Mit Bescheid vom 07.09.2016 befreite die Beklagte die Klägerin von der Versicherungspflicht zur gesetzlichen Rentenversicherung ab Zulassung als Syndikuspatentanwältin (12.07.2016). Die Entscheidung über den Antrag auf rückwirkende Befreiung von der Rentenversicherungspflicht nach § 231 Abs. 4b SGB VI für den Zeitraum 01.04.2012 bis 12.07.2016 erhalte die Klägerin zu einem späteren Zeitpunkt.

Mit Schreiben vom 12.04.2017 teilte die Beklagte der Klägerin mit, dass man nach Überprüfung ihrer Angelegenheit festgestellt habe, dass sie mit dem Bescheid vom 07.09.2016 zu Unrecht mit Wirkung ab 12.07.2016 von der Versicherungspflicht nach § 6 Abs. 1 Satz 1 Nr. 1 SGB VI befreit worden sei. Die Klägerin sei als Patentanwältin bei der Beigeladenen Ziff. 2 beschäftigt. Aufgrund dieser Beschäftigung in Baden-Württemberg könne keine Pflichtmitgliedschaft in der Bayerischen Rechtsanwalts- und Steuerberaterversorgung bestehen. Da die Voraussetzungen von Beginn an nicht vorgelegen hätten, beabsichtige sie, den Bescheid vom 07.09.2016 nach § 45 des Zehnten Buches Sozialgesetzbuch (SGB X) zurückzunehmen. Die Klägerin erhalte Gelegenheit zur Äußerung. Mit Schreiben vom 26.04.2017 wies die Klägerin darauf hin, dass für beschäftigte Patentanwälte in Baden-Württemberg das Versorgungswerk der Rechtsanwälte in Baden-Württemberg zuständig sei. Aufgrund dieser Beschäftigung in Baden-Württemberg könne keine Pflichtmitgliedschaft in der Bayerischen Rechtsanwalts- und Steuerberaterversorgung bestehen.

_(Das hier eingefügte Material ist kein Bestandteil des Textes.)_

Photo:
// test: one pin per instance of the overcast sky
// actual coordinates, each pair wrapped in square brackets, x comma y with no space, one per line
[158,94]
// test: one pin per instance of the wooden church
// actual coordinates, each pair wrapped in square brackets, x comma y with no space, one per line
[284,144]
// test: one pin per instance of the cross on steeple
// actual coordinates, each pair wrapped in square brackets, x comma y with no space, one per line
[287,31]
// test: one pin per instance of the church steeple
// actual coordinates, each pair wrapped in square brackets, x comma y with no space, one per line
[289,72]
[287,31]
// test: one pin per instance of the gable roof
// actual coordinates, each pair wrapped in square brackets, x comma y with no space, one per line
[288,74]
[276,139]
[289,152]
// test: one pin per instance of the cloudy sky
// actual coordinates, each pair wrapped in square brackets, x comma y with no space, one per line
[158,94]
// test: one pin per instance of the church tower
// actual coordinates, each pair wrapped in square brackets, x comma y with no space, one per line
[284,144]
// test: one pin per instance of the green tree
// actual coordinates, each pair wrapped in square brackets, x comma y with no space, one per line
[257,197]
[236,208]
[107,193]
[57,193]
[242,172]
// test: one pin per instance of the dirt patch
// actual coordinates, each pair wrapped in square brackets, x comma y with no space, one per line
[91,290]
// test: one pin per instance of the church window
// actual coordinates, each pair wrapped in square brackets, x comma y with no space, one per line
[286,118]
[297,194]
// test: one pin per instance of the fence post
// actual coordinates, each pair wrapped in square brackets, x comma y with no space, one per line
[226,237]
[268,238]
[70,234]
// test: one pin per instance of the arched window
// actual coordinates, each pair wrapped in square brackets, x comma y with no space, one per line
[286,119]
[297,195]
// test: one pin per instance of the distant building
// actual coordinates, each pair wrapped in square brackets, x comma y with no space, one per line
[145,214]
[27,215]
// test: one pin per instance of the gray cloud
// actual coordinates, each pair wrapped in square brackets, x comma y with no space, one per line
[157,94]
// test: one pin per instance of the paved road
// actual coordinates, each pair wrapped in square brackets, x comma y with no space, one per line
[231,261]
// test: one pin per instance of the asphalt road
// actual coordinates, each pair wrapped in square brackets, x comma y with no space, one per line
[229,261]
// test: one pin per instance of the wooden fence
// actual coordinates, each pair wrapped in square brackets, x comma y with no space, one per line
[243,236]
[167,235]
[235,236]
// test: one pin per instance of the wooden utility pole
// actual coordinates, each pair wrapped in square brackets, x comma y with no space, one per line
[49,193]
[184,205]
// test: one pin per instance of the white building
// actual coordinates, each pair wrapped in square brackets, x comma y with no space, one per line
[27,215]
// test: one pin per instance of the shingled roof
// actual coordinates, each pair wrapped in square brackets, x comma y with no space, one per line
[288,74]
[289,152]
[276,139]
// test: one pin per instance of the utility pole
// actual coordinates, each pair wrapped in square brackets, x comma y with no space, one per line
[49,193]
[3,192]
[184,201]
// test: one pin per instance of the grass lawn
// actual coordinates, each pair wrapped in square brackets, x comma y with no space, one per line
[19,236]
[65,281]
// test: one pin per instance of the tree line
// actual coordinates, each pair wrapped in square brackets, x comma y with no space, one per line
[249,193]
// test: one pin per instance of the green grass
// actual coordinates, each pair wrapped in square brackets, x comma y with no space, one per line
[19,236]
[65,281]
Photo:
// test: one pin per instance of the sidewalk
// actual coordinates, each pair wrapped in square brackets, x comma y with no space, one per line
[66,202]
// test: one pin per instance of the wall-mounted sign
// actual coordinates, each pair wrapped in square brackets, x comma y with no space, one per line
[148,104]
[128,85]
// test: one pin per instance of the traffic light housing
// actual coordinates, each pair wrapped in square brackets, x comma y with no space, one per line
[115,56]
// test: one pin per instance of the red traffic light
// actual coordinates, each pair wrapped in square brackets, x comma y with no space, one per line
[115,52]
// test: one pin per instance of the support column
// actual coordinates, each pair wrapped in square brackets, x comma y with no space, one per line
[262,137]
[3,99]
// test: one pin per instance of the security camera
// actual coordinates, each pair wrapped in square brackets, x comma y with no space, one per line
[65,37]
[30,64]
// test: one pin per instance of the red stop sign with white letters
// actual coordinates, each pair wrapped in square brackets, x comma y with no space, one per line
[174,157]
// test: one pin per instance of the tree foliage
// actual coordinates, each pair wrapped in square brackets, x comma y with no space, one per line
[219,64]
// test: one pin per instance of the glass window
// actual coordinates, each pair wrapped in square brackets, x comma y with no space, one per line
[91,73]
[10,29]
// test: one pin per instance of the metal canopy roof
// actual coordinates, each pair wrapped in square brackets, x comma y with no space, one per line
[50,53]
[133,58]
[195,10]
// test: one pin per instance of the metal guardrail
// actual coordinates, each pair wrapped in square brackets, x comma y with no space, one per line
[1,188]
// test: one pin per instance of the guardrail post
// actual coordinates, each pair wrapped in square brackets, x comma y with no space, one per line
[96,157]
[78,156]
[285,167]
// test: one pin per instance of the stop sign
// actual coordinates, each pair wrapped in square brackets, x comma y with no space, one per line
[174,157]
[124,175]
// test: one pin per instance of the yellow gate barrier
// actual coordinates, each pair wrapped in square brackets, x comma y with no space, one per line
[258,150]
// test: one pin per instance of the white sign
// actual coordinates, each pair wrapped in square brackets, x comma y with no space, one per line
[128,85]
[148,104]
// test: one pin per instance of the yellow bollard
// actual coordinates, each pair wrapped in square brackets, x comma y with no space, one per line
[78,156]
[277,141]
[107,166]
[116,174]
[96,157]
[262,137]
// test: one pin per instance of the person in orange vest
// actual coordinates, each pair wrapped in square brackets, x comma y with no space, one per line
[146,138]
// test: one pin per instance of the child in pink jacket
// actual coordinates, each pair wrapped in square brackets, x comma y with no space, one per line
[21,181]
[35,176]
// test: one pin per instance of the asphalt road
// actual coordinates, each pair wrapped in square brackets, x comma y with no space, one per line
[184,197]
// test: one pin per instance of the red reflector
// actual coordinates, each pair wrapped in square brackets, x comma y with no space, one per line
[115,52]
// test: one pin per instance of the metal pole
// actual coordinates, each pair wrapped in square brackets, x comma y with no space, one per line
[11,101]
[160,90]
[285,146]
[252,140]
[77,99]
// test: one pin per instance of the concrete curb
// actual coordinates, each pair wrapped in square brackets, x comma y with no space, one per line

Mit Bescheid vom 21.08.2017 nahm die Beklagte den Bescheid vom 07.09.2016 über die Befreiung von der Rentenversicherungspflicht nach § 6 Abs. 1 Satz 1 Nr. 1 SGB VI von Beginn an zurück. Die Befreiung von der Versicherungspflicht nach § 6 Abs. 1 Satz 1 Nr. 1 SGB VI als Syndikuspatentanwalt/-anwältin setze u.a. voraus, dass eine Beschäftigung in den Bundesländern Bayern, Nordrhein-Westfalen oder Hamburg ausgeübt werde und aufgrund dieser Beschäftigung eine Pflichtmitgliedschaft in der Bayerischen Rechtsanwalts- und Steuerberaterversorgung bestehe. Tatsächlich übe die Klägerin ihre Beschäftigung in Baden-Württemberg (S) aus und es bestehe lediglich eine Mitgliedschaft auf Antrag im Versorgungswerk der Rechtsanwälte in Baden-Württemberg. Eine Pflichtmitgliedschaft im Versorgungswerk bestehe nicht. Eine Zulassung als Syndikuspatentanwalt/-anwältin für eine Beschäftigung in S könne nicht zu einer Befreiung von der Versicherungspflicht nach § 6 Abs. 1 Satz 1 Nr.1 SGB VI führen. Die Klägerin sei daher zu Unrecht von der Versicherungspflicht in der gesetzlichen Rentenversicherung befreit worden. Die Rücknahme des Bescheides vom 07.09.2016 sowohl für die Vergangenheit als auch für die Zukunft sei zulässig, weil sich die Klägerin zum einen auf Vertrauen in den Bestand des Bescheides nicht berufen könne (§ 45 Abs. 2 Satz 3 SGB X) und zum anderen die Fristen des § 45 Abs. 3 und 4 SGB X noch nicht abgelaufen seien. Auch die vorzunehmende pflichtgemäße Prüfung im Rahmen des Ermessens führe zu keinem anderen Ergebnis.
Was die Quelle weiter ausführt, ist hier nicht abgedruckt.